Here in the year 2011 it is easy to forget just how different life is than just a few
generations ago. I was reminded of this when Indiana Jen posted on the 1887 anniversary of the death of a famous dentist, one “Doc” Holliday of Tombstone fame.Ironically, only three years before Doc died, a bright and daring doctor in New York City, one William Halsted, performed the first surgical experiments using cocaine as a local anesthetic, something that would lead to the later use of “Novocaine”, a trade name for procaine. But in Doc Holliday’s day and in all the years prior, dentistry had to have been an exceedingly painful practice.
Thanks to Wikipedia I know that there is evidence of dental operations going as far back as 280 generations, or 375 generations. That would make at least 370 generations who endured extractions without the benefit of local anesthetic. Ouch. Think of the evolutionary implications of this. When humans were simply hunter-gatherers without metal tools, when they lost their teeth they had to have been pretty much tiger-bait, huh? One theory holds that homo sapiens made a significant leap forward in the preservation of collective wisdom from family units with grandparents. Makes me wonder if dental practices might have played a roll in preserving some of those oldsters.
I found this paragraph of particular interest regarding the history of the dental profession,
Historically, dental extractions have been used to treat a variety of illnesses. During the Middle Ages and throughout the 19th century, dentistry was not a profession in itself, and often dental procedures were performed by barbers or general physicians. Barbers usually limited their practice to extracting teeth which alleviated pain and associated chronic tooth infection. Instruments used for dental extractions date back several centuries. In the 14th century, Guy de Chauliac invented the dental pelican (resembling a pelican’s beak) which was used up until the late 18th century. The pelican was replaced by the dental key which, in turn, was replaced by modern forceps in the 20th century.
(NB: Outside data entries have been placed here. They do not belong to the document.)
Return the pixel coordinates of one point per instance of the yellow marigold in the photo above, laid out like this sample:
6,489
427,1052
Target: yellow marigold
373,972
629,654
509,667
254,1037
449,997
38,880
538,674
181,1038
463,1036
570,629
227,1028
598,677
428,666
I think my morbid interest in the subject might be due to having seen an old Dustin Hoffman movie, “Marathon Man“, in which he was tortured with a dental drill by an ex-Nazi scientist, inspired by Josef Mengele and brilliantly played by Lawrence Olivier. The scene survives in my memory despite all efforts to forget.
A little searching reveals that the first dental school in America was founded in 1840 and that the first use of anesthesia for that purpose, nitrous oxide, was probably in 1844. There is a fascinating web site on the history of the practice , including pictures of numerous instruments sure to give you the creeps.
I’m not sure just when dentists started using procaine routinely but I can tell you that not all of them did at the time I was a boy, at least for filling cavities anyway. That was in the 1940’s and I can just (barely) recall having a cavity filled without the use of a local anesthetic. It scared me, hence the persistent memory and hence, no doubt, the added impact of “Marathon Man” on me some 3 decades later. The sound of that dental drill! Gives me the shivers even now. But I doubt somehow if it bothered Doc Holliday much in his day, a mere 5 generations ago. I don’t know if Doc used nitrous oxide, but I’m thinking not. He was a tough guy, and if I remember right, he was in his cups most of the time anyway. He probably offered the same distilled remedy to his patients.